I’ve hired a straight copy editor who did good work. That individual missed a couple of typos (name spelling) that Sepll-Chuck missed as well (because both are valid alternatives. Yeah, that one.) That person had life develop (relocation, new baby, spousal stuff, work stuff) but managed to get my things done on time even so.

What about the not-so-great editor? The individual came from a different discipline, revealed half-way through the process that they did not know exactly what they were supposed to be doing, and did not accomplish what was needed. I suspect that in their own field, as a copy editor or outside reader, they are great. But that’s not what I got, and it led to difficulties for me. They also worked very slowly, and if I had been on a hard deadline, my rump would have been chewed by the publisher.
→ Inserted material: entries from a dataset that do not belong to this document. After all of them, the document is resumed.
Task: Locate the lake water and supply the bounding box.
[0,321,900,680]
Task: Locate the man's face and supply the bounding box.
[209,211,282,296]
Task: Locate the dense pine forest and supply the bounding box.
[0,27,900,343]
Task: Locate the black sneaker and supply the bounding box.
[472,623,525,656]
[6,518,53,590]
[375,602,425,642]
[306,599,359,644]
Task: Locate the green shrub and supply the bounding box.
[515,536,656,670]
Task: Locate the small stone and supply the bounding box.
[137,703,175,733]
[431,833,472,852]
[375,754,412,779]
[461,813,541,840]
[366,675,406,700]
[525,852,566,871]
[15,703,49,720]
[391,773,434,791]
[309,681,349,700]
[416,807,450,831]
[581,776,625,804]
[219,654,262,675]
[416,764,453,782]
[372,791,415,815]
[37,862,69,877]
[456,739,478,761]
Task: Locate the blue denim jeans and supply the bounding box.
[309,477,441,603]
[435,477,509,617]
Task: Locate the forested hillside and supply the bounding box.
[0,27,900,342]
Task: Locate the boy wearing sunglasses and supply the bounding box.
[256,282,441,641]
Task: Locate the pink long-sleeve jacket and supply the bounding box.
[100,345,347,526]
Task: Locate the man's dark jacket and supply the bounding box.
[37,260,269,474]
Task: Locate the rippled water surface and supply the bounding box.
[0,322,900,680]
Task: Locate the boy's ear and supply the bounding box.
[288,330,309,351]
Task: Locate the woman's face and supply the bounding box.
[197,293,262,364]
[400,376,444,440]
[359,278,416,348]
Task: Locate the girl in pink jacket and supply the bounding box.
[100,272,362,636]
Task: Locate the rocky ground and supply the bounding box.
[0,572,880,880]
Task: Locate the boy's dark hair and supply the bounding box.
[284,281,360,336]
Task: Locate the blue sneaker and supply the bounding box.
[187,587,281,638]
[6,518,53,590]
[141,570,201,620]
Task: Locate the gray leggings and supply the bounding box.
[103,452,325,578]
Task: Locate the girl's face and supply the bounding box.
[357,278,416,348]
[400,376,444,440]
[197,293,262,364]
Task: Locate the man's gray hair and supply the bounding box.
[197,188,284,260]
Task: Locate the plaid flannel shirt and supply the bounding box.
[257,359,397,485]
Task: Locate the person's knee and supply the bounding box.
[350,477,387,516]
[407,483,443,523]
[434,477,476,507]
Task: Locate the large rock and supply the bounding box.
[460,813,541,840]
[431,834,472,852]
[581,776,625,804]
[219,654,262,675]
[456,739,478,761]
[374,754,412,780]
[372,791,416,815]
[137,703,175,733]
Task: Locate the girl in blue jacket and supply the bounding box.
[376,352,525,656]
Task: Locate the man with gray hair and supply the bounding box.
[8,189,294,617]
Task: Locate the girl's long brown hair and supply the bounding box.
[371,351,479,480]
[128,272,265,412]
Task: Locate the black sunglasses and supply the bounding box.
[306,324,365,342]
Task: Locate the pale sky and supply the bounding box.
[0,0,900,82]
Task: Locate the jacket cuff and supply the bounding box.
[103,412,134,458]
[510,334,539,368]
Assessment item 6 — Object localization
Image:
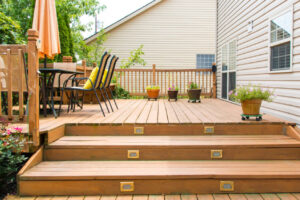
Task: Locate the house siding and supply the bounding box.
[216,0,300,124]
[86,0,216,68]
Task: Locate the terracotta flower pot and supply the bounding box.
[168,90,178,101]
[147,89,160,100]
[187,89,201,102]
[241,99,262,115]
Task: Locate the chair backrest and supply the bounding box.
[104,56,119,88]
[95,52,110,88]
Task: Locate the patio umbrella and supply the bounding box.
[32,0,60,61]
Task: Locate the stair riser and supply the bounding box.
[19,179,300,196]
[44,147,300,161]
[65,123,285,136]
So I’ve had a range of experiences with editors. How do you find a good one? Look at websites for info, both good and bad. Ask your writing associates who they recommend (or recommend against). See if the genres match, especially if you want a style edit. Try a sample edit if that is available. Always, always agree on the price up front, on what exactly you want, and how heavy a hand you want. I really appreciate that Nas provides reason for some of his recommendations. I don’t always agree, but seeing why thus-n-such might need to be changed helps a great deal. I also provide the series or tech Bible. If you have a lot of idiosyncratic terms or names, this is crucial, because they can be copy edited. There’s nothing like misspelling a made-up word to make you look like an amateur. Also discuss language matters. I am misspelling a lot of Hungarian names because I do not have the correct fonts for the long umlauted vowels. If Nas knows where I can get that font, then I’ll go through and clean as many up as are feasible. And then check a sample with my formatting specialist to make certain that they will work. (I’ve noticed that some special letters do not translate well on e-readers.)